確かに僕に食べてもらいたいっていう光の気持ちは嬉しい。
でも…二人っきりで調理しつにいたのかぁ…。

「…馨、ダイジョブ??美味しくなかった??」
光が心配そうに僕を覗き込む。
最近思ったけど、光ってなんか格好いいな。

…って、双子の兄貴に格好いいって、おかしい??

「ちょっと光!片付けしないで行っちゃうんだから!!」

あ、ハルヒ。今日はラフなパーカーとジーンズかぁ。可愛い可愛い。
そんなことを思ってたら光にじとっとした目で見られていた。

「…馨、今ハルヒのこと可愛いなぁって思ってたデショ。」
「え、うん♪やっほ〜ハルヒ、クッキー美味しかったよ☆」
「あ、馨!!ごめんね勝手にお邪魔してて。光に朝呼び出されて。」
ハルヒのちょっと困った顔。きっと光はこんなハルヒも好きなんだろうなとか思って何だか暖かい気持ちになる。

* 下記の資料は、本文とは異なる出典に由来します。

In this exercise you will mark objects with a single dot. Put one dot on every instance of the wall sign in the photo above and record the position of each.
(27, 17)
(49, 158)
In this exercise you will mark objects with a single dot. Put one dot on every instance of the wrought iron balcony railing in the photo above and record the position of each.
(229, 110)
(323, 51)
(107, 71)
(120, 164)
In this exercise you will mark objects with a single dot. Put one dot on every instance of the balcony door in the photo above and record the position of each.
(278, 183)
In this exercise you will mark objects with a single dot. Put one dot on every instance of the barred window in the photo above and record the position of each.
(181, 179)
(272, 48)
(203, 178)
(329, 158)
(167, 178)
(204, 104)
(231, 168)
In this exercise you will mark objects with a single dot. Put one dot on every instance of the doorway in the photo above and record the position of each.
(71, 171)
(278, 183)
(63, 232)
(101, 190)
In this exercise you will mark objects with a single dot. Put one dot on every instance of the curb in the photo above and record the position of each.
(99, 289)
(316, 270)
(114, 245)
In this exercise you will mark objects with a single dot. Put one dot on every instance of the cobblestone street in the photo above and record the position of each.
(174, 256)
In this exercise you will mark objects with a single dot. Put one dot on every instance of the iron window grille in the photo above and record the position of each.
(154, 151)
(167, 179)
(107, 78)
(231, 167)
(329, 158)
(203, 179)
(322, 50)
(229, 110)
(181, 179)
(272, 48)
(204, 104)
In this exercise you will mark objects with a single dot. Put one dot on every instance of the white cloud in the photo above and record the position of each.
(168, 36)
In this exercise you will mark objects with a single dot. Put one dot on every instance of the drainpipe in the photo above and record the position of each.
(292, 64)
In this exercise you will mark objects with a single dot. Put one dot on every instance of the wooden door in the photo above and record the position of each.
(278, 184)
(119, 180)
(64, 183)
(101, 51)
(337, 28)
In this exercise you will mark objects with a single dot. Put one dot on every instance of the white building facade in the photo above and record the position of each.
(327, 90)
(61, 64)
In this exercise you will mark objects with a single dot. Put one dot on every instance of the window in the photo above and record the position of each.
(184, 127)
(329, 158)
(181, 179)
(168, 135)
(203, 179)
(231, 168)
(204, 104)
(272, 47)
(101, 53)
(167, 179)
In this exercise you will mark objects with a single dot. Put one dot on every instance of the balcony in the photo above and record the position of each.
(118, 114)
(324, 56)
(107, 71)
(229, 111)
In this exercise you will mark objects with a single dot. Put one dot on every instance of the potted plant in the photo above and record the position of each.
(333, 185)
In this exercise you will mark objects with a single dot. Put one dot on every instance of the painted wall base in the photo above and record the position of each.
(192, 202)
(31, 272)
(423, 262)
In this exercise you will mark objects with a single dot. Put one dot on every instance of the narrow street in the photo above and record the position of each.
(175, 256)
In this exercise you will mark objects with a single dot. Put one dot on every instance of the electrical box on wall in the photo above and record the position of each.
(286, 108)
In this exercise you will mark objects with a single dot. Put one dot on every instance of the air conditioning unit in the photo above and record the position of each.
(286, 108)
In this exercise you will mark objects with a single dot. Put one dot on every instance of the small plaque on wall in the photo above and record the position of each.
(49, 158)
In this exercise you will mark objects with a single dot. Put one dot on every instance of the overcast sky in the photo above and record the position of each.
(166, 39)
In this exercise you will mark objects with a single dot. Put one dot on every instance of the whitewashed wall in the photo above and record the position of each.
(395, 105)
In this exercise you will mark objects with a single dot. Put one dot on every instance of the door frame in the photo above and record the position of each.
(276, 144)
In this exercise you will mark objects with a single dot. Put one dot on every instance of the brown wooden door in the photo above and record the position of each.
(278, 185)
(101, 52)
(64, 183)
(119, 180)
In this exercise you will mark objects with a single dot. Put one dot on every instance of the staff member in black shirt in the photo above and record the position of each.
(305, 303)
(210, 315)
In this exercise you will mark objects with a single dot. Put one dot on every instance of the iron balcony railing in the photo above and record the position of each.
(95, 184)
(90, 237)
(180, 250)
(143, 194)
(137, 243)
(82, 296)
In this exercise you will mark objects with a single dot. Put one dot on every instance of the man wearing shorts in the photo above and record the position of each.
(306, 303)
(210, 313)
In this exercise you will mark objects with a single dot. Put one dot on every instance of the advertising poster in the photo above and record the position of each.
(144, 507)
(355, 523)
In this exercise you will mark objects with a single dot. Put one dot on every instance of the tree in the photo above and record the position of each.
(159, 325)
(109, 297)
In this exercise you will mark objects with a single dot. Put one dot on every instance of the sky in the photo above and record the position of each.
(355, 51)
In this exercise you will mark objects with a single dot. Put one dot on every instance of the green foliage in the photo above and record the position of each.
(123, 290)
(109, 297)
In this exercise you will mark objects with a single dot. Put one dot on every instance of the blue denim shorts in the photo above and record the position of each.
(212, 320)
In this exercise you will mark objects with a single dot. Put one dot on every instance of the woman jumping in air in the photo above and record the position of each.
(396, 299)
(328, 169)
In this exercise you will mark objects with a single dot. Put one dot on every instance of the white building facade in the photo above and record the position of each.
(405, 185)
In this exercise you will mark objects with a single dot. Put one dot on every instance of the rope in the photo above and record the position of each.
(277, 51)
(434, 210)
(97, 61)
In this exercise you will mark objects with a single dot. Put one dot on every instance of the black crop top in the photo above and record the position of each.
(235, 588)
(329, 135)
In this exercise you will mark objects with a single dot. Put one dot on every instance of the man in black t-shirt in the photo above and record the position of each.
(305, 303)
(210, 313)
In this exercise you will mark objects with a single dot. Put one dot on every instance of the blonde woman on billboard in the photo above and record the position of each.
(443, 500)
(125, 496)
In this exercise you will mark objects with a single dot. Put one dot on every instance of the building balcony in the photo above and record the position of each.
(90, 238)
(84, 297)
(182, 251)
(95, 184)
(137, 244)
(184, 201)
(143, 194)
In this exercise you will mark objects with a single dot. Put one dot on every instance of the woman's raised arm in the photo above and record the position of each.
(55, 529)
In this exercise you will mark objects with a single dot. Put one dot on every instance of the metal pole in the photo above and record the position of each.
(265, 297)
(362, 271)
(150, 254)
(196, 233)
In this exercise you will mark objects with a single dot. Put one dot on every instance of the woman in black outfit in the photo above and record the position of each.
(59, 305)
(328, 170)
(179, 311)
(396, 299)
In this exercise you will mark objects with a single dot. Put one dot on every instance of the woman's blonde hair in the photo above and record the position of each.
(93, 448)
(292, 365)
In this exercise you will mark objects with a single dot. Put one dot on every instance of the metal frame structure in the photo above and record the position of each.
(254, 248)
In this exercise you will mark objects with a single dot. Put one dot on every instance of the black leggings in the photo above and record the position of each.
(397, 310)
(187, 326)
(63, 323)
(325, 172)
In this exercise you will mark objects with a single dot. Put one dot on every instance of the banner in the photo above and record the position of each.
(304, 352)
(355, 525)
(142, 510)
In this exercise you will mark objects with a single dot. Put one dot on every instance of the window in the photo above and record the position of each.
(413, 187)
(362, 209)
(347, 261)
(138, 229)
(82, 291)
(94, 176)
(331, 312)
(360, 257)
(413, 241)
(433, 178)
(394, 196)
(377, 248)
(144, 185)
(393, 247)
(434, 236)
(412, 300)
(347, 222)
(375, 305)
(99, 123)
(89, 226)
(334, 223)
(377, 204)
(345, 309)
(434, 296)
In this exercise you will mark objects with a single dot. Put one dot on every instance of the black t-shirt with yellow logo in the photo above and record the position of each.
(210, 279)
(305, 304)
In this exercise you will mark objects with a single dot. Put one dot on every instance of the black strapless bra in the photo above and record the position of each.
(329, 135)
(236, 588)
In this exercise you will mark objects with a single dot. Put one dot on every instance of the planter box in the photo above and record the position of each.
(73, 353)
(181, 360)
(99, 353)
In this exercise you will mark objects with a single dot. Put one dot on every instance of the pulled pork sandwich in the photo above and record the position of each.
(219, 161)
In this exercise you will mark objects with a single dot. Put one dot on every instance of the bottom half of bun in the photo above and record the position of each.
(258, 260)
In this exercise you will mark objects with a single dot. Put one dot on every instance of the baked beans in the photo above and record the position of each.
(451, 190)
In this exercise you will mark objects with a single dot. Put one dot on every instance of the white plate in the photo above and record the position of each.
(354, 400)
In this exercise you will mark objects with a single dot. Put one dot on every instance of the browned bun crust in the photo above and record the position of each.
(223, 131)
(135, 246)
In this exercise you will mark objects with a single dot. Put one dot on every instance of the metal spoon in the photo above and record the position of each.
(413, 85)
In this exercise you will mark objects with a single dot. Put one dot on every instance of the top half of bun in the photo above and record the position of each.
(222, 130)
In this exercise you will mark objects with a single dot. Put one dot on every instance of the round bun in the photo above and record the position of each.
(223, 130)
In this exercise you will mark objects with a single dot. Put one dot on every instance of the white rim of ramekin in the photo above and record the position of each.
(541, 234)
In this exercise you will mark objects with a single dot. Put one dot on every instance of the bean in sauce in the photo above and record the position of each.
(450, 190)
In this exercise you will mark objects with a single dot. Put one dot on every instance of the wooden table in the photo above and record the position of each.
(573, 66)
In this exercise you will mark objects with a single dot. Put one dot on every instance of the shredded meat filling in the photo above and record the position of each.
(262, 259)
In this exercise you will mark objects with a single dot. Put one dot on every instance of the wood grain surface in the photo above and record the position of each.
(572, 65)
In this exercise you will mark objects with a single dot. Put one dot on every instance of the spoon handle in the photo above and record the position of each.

「いいよ〜、ハルヒならいつでも大歓迎☆あ、クッキーのお礼にお昼ご飯食べていきなよ☆」

「えっ…、でも突然きたのは自分だし!」

「今日は大トロにぎってもらうから、ね??」
「え!?ほんとに!?」

ハルヒの目が輝く。
ほんとに可愛いよなぁ、光が好きになるのも頷ける。もちろん僕も好きだけど、友だちとして☆


「…光??」

さっきから口を聞かない光に目をやれば、なんだか酷く不機嫌そうで驚いた。
あれ??ハルヒとご飯食べられるのに…嬉しくないのかな。

「光??どうし…」

「馨のバカっ!!そんなにハルヒがいいなら、二人で食べればいいだろっ…!!」

「ちょ!?光!!」

バタンッ!!
部屋のドアを勢いよく出ていく光。
僕はもう訳が分かんなくてその場から動けなかった。


「…馨。」

「あ、ハルヒ、ごめんね、光なんであんなに…」

「自分は鋭い訳じゃないけど、光の態度ならすぐわかるよ、馨は鈍いんだね。」

……は??

なに、鈍いって言われた…??

よりによってハルヒに……!?

「ちょっ…!?ハルヒ、どういうこ……んっ!?」


……

………


……………え??


「…こういうこと。」
僕はとっさに右手で口を覆う。
…いま、確かにハルヒに……キス、された!?
「なっ…!!ハルヒ!?」
思わず叫んだ瞬間、
バターンッ!!!!

今度はドアが悲鳴をあげる。それと同時に自分とよく似た声。

「馨っ!!ハルヒのバカっ!!僕の馨にーっっ!!!」

「ごめん光、馨があんまりかわいくて…。」
顔を真っ赤にさせてハルヒにくってかかる光。
僕は相変わらず、ハルヒの感触が離れなくて、赤くなったまま立ち尽くすしかなかった。